Firmino Pereira escreveu: «era o Porto uma terra jovial, risonha e de uma picante e pitoresca originalidade. Mas, um dia, de repente (…), caiu sobre a cidade uma alagadora bátega de civilização e toda a gente ficou encharcada. Essa formidável bátega estragou tudo. O Porto, alagado em tanta civilização (que vinha de Paris em caixotes e encomendas postais) enfiou, embatucou, murchou (…) perdeu igualmente o paladar».

É uma crítica à ânsia de ser cosmopolita. A todo o custo. Ouve-se, por aí, a torto e a direito.. Como se a cidade não o fosse há muito!
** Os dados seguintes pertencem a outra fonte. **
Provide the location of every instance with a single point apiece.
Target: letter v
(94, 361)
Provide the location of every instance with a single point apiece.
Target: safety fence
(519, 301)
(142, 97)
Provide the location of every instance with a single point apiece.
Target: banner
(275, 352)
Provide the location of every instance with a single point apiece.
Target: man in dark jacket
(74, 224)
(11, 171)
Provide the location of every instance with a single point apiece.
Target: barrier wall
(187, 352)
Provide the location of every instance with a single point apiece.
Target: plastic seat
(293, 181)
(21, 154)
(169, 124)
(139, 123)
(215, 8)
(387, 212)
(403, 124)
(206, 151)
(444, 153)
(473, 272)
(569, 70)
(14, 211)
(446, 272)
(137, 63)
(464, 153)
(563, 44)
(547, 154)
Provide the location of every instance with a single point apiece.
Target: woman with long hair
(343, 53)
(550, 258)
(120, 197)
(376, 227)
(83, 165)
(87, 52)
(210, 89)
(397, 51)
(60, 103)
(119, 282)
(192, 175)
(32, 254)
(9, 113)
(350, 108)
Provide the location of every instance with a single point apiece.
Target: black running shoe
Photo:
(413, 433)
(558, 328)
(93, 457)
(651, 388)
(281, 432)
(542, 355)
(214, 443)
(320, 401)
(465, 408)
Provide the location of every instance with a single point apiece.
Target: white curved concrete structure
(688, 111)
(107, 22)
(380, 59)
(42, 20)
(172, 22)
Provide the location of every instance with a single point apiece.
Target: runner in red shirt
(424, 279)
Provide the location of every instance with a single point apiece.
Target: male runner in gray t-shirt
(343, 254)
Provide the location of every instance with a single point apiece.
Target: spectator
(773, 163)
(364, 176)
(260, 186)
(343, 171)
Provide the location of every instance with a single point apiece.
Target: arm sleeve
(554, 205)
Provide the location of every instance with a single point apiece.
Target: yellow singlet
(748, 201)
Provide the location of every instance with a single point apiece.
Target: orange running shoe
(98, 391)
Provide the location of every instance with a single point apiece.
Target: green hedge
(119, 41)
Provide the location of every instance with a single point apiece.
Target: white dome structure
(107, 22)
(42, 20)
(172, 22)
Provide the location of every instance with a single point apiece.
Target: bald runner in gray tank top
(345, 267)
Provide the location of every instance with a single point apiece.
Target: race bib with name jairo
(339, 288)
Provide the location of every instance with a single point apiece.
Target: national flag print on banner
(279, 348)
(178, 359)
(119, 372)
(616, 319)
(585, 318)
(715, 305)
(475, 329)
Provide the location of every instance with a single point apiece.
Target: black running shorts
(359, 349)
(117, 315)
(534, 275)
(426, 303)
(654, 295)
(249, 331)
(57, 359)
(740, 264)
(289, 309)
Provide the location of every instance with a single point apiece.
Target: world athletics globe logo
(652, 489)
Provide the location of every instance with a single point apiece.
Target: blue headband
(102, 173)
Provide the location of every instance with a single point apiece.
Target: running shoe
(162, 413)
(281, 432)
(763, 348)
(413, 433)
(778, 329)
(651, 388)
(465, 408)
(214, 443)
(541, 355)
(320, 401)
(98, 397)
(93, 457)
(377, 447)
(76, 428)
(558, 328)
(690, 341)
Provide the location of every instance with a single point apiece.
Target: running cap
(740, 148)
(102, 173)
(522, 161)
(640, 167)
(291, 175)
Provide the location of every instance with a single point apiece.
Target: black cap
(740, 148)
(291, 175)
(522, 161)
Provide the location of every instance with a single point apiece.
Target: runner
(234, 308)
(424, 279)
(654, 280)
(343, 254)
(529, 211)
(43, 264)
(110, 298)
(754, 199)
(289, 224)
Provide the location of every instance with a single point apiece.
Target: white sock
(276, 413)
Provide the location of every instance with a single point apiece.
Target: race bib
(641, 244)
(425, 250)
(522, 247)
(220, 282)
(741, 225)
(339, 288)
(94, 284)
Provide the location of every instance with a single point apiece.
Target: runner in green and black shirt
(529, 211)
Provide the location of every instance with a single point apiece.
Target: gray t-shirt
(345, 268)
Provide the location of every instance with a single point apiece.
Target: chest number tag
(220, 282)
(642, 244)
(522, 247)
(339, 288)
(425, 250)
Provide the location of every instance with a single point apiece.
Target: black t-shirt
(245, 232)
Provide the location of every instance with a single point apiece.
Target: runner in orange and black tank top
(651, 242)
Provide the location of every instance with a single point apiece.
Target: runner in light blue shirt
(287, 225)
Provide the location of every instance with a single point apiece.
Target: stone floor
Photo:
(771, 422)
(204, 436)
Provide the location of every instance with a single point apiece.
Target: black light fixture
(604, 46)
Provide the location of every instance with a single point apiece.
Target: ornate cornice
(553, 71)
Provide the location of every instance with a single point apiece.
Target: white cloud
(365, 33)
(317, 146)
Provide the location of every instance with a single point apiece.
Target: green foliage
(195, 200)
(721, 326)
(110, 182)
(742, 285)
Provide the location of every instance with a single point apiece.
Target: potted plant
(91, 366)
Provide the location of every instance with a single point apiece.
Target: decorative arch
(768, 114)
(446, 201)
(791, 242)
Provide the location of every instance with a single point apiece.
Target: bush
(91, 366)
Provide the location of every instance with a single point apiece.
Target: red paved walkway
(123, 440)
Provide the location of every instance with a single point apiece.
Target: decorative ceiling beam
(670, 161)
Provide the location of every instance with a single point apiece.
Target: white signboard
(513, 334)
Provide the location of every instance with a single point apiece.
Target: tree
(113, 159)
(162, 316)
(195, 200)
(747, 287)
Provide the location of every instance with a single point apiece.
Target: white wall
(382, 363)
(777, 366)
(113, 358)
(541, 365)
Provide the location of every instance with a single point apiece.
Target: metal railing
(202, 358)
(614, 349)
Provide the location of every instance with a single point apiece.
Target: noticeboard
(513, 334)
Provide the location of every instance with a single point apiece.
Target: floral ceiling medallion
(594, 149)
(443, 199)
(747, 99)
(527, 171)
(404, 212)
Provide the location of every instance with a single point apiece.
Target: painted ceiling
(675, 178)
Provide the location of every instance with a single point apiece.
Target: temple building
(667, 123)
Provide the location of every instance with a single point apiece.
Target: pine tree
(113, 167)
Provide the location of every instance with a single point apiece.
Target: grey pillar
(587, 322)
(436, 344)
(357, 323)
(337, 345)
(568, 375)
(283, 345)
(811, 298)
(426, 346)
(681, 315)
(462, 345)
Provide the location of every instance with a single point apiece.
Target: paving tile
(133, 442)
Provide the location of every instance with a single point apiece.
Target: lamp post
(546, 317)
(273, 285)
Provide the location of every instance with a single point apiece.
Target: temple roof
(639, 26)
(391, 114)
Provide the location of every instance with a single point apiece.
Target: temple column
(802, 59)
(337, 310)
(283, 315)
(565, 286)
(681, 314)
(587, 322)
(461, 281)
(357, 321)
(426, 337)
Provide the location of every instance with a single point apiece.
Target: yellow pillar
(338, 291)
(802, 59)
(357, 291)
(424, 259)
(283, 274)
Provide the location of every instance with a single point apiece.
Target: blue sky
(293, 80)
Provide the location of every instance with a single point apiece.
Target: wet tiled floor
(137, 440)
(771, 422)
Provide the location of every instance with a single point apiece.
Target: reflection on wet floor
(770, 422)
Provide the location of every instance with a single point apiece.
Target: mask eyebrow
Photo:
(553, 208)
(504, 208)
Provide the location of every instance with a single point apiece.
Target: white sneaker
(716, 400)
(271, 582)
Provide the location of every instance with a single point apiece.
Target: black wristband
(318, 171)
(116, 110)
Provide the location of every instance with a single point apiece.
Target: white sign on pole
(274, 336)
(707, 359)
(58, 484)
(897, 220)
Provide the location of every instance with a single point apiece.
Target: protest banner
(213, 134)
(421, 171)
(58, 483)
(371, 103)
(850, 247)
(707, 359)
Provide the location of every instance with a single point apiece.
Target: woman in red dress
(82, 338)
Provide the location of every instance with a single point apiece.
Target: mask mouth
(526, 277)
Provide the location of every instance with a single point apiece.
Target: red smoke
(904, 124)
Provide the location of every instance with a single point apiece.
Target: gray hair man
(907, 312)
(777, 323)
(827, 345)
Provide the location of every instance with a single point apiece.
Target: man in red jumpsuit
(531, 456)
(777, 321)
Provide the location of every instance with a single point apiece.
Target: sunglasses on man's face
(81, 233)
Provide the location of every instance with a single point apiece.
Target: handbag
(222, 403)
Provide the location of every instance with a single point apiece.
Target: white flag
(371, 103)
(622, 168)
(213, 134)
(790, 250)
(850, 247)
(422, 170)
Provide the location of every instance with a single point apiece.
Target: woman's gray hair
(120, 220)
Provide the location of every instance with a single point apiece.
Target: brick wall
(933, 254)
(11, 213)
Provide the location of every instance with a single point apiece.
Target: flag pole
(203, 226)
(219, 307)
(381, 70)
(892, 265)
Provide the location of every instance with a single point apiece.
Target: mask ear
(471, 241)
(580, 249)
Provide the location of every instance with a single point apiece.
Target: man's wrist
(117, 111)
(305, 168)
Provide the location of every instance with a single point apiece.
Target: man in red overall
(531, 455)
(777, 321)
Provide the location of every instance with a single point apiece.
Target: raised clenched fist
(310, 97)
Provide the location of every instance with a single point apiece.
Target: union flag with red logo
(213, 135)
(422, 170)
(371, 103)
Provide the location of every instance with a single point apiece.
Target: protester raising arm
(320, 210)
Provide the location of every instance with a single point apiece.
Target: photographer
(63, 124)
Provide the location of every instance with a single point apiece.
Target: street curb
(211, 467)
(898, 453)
Quem assinou o 1.º tratado comercial com a Inglaterra; fez a mais radical e moderna de todas as revoluções, em 1820; proclamou a República em 1891; inventou o cinema português e por aí fora, é cosmopolita por essência. Todavia, as ganas de mostrar o verniz escondem o tamanco, disfarçam a vista curta e confundem o epidérmico ou as modas com o verdadeiro conhecimento do mundo. E, de repente, deixam-nos perplexos.

Remoendo se devo falar no assunto, aqui vai. Ponto prévio: 1- em cidade liberal, cada um tem o direito de ouvir e falar do que quiser. 2– de frequentar o que lhe interessa. Mas acontece que em Outubro actuou na Casa da Música o, porventura, maior guitarrista da actualidade: John Pizzarelli. Cantor e compositor, devolveu às novas gerações os clássicos do Jazz. Além do quarteto habitual, actuou, em todo o mundo, com grandes orquestras.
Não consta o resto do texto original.